As pointed out by the defendant, the petition in the present case does not contain a return date or notice of the requirement of filing an appearance.

In the McQuillan case, supra, the court defined the

dispositive issue as "whether the plaintiff's administrative appeal in fact failed to include the citation required by section 4-183 (b). Id. at p. 671. The McQuillan court, in citing Chestnut Realty, Inc. v. Commission on Human Rights and Opportunities, 201 Conn. 350, 356-57 (1986), held that as long as a proper citation is signed by a competent authority, although an improper form of citation was used, the jurisdiction of the court is not called into question. McQuillan, supra at p. 672. In effect, the McQuillan court held that a citation was required in the plaintiff's administrative appeal even though the citation was on the wrong form.

The plaintiff argues that the amended UAPA does away with the necessity of doing anything other than mailing a copy of the appeal to the proper parties and filing the appeal with the clerk of the court within the statutorily allotted time.

The plaintiff perceives the amended UAPA as doing away with all of the trappings of a lawsuit.

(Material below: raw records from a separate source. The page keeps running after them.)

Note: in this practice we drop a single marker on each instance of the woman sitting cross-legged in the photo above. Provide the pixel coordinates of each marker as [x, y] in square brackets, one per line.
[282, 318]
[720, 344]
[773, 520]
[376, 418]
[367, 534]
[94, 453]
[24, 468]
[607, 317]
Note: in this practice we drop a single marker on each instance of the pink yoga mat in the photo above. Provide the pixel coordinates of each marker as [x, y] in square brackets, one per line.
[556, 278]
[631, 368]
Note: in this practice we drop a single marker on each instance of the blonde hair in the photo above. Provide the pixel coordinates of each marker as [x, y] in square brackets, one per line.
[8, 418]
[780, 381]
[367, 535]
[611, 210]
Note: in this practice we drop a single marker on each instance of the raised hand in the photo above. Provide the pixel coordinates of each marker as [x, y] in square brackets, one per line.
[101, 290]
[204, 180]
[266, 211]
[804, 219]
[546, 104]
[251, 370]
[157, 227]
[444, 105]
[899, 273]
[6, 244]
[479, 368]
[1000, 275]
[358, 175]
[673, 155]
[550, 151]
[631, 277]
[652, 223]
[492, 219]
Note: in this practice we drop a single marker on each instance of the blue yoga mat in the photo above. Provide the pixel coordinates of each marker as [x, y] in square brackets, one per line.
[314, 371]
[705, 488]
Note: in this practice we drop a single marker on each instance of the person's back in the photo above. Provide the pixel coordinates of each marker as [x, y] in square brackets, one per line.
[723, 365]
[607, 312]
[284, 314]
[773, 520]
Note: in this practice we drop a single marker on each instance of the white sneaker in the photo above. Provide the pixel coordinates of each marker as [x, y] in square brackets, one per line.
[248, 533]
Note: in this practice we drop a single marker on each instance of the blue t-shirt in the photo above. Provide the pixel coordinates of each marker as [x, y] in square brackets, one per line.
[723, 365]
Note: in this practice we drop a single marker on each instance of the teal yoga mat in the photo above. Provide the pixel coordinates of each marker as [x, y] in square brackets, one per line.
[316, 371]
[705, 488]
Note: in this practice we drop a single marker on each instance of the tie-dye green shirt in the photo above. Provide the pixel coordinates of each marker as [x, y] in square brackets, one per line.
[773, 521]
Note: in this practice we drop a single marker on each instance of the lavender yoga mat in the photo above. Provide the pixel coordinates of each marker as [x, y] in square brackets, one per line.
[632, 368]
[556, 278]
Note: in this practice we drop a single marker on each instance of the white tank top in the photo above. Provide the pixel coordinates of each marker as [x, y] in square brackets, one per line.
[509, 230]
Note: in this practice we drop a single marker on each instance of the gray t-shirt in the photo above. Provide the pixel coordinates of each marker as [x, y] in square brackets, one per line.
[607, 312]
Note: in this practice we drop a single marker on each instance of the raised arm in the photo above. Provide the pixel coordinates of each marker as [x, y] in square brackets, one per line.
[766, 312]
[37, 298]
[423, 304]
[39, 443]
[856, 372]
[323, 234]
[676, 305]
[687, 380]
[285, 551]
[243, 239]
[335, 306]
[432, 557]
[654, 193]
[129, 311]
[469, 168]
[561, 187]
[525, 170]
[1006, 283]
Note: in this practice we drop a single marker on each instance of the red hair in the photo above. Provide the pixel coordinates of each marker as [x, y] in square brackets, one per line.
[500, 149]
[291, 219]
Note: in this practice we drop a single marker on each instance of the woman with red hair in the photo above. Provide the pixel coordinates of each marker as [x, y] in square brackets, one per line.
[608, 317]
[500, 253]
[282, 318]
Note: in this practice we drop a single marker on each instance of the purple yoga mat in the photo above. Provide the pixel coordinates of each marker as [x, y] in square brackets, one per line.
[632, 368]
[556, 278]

In the context of the amended UAPA, plaintiff's argument was raised in Board of Education v. State Board of Education, 38 Conn. Sup. 712, (App. Sess. 1983), wherein the claim was that the legislature, in its amendment to General Statutes sec. 4-183 (b), deleting the provision for service, eliminated the requirement for a citation.

The key, necessary to open the door to the judicial system and thereby gain access to the courts of this state, is through the use of a citation. Id. 716, Practice Book sec. 49. The citation is not equated to the method of service as proposed by the plaintiff. Board of Education v. State Board of Education, supra 716. See Shapiro v. Carothers, supra 190. The citation is a direction to the party named in the citation to appear in court on a date certain to respond to the plaintiff's complaint. Id. CT Page 958

In this case, the plaintiff merely filed a petition with the clerk of the court. No citation was used. No return date was given to the defendant, and no direction to the defendant to file an appearance. These elements are essential for the plaintiff to gain access to our court system. Id. Plaintiff's failure to do so deprives this court of subject matter jurisdiction.

Accordingly, defendant's motion to dismiss is granted.